Jej samochód wpadł w poślizg i utknęła na przejeździe kolejowym. Jadący pociąg rozerwał pojazd na dwie części

O ogromnym szczęściu może mówić kobieta, która cudem uniknęła śmierci po tym, jak jej samochód utknął na przejeździe kolejowym. Kierująca zdążyła uciec z pojazdu, zanim pociąg rozerwał go na dwie części.

Do zdarzenia doszło wczoraj, w godzinach popołudniowych, w miejscowości Rogusko, koło Środy Wielkopolskiej.

Kobieta prowadząca samochód marki Daewoo Tico, wjechała na przejazd kolejowy. W pewnym momencie, pojazd wpadł w poślizg i jedno z kół wpadło na tory, przez co pojazd utknął na przejeździe.
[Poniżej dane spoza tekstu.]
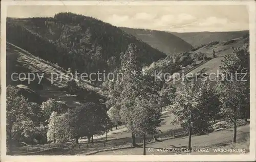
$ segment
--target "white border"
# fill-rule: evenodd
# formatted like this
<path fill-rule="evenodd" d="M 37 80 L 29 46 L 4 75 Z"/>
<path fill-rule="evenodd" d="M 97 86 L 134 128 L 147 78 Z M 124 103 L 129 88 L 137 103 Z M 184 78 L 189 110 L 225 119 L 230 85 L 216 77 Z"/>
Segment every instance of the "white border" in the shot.
<path fill-rule="evenodd" d="M 250 153 L 247 155 L 89 155 L 89 156 L 7 156 L 6 155 L 6 34 L 7 8 L 10 5 L 81 6 L 81 5 L 247 5 L 249 9 L 250 68 Z M 1 160 L 2 161 L 255 161 L 255 73 L 256 3 L 253 1 L 1 1 Z"/>

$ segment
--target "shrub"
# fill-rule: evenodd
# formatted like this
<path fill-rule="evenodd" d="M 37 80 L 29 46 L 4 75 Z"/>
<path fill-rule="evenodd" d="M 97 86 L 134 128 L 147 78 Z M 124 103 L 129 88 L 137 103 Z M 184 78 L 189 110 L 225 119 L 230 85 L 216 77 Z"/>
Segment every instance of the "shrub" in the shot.
<path fill-rule="evenodd" d="M 182 56 L 180 59 L 180 63 L 182 66 L 187 66 L 193 63 L 193 60 L 188 54 L 185 54 Z"/>
<path fill-rule="evenodd" d="M 76 81 L 73 79 L 69 80 L 67 84 L 68 92 L 70 93 L 71 94 L 75 94 L 78 90 L 78 86 L 77 86 Z"/>
<path fill-rule="evenodd" d="M 50 98 L 48 100 L 42 103 L 41 108 L 46 119 L 49 118 L 53 112 L 63 113 L 67 111 L 67 105 L 62 102 L 57 101 L 54 99 Z"/>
Nie mogąc wyjechać i widząc nadjeżdżający pociąg osobowy, kobieta wybiegła z samochodu i odsunęła się jak najdalej. Chwilę później, maszyna rozerwała go na dwie części.

W pociągu relacji Łódź Kaliska – Poznań Główny jechało około 200 pasażerów. Policjanci upewnili się, że nikt nie został poszkodowany i nie wymaga pomocy medycznej. Nic, poza szokiem i stresem, nie stało się także 32-letniej kierującej Tico.